With the goal of stabilizing the damaged soil of abandoned farms as quickly as possible, foresters experimented with having the CCC boys plant non-native species in the hopes that they wouldn’t be susceptible to the insect and disease problems that slow growth in our native species. Scotch pine, Austrian pine, and Norway spruce were all given a try. When I asked Jason Holmes, a Bayfield County Forester, about the success of these foreigners, he admitted that “unforeseen pests weren’t very welcoming to these European tree immigrants. Scotch (or Scots) pine was a classic example of this kind of failure.” But then he added, “I’m sitting here now wondering if Norway spruce is an exception.”

Indeed, it seems to have thrived. When young, Norway spruce can grow up to 3 feet a year. It tolerates shade, drought, and acid soils, and is not a preferred snack for deer, insects, or mice. Squirrels will nibble on the seeds, but those seeds are still Norway spruce’s main route to reproduction, and it has become naturalized in many states. 



The calm air I felt while skiing through the Norway spruce grove has been noticed by others, too, and this species is often recommended when planting windbreaks. It’s a common street tree, too. My neighbor growing up in Iowa had a huge one in her backyard. Once I began looking, I found Norway spruce all over the town of Cable.

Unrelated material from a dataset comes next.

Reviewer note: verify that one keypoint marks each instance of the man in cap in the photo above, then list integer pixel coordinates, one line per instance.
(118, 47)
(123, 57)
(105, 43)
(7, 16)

Out on the trail, though, I didn’t see much Norway spruce regeneration. The mature, almost 80-year-old trees, which currently represent 40 out of about 170,000 acres of the Bayfield County Forest (a whopping 0.024%), will be thinned and harvested according to the same management principals as the white pines growing nearby.  As opposed to aspens, birches, and red maples, Norway spruce doesn’t sprout back after you cut it, so these stands will likely be easy to replant in native species that have come back into favor. 

Despite the grove’s calm air, the chill started to seep in and I kicked off down the hill, enjoying the gentle grade of what must be an old logging road. No matter how much I might try to focus on the present—elegant trees, proper technique, keeping warm, and raven’s calls—I’ll still be skiing through history.